With the Falcon 9 launcher, SpaceX plans to launch 60 more Starlink internet satellites. The upcoming flight will be the first time SpaceX has flown a first stage 10 times. This achievement, the company previously said, could be a limit for booster reuse. Now, SpaceX intends to fly reused rockets on Starlink flights before one of them crashes.
The mission's objective is scheduled for 2:42 a.m. EDT on Sunday from pad 40 at Cape Canaveral Space Force Station in Florida. The Falcon 9 rocket will be powered by nine kerosene-burning Merlin 1D engines and will launch northeast from Florida's Space Coast, trailing in the footsteps of 26 previous dedicated Starlink flights.
The 45th Forecasting Squadron at Patrick Space Force Base said there is an 80% likelihood of good weather for launch at Cape Canaveral. In the downrange recovery area of the Falcon 9 booster in the Atlantic Ocean, there is also a strong risk of favorable upper level winds and acceptable weather.
"The overall threat for a delay looks to be small but the main weather concern for the primary day will be from the cumulus cloud rule," forecasters wrote Saturday in a statement from Patrick Space Force Base.
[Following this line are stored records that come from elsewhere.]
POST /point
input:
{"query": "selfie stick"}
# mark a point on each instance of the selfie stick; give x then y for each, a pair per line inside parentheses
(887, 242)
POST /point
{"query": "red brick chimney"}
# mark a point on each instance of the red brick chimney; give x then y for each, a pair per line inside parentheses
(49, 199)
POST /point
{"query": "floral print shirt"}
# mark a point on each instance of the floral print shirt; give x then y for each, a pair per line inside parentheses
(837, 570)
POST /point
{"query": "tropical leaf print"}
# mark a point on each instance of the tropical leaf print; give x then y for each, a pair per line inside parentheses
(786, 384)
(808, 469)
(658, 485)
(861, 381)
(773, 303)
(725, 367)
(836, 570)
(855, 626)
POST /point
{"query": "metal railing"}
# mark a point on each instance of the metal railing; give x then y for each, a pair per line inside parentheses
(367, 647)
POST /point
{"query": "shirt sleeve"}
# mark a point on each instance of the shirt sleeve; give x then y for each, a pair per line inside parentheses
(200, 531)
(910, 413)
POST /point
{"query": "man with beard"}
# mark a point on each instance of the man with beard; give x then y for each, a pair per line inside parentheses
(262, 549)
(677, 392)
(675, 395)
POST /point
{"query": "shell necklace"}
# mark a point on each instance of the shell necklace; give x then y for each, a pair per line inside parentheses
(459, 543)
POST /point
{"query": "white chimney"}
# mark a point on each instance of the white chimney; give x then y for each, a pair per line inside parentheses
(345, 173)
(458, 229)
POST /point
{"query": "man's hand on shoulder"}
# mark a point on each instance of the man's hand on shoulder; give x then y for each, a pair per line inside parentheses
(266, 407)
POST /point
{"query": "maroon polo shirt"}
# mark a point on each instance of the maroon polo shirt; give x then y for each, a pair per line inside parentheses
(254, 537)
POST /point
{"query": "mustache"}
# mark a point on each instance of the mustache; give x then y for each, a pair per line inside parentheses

If required, a contingency day will be held on Monday, May 10, when weather conditions are expected to deteriorate marginally.
The 118th flight for SpaceX's 229-foot-tall (70-meter) Falcon 9 booster was launched on Sunday. SpaceFlightNow said the mission's star is SpaceX's flight leader: B1051, a nine-time veteran Falcon 9 first stage.
This frequent flier made its debut in 2019 when it deployed an uncrewed Crew Dragon capsule as part of NASA's Commercial Crew program's Demo-1 mission.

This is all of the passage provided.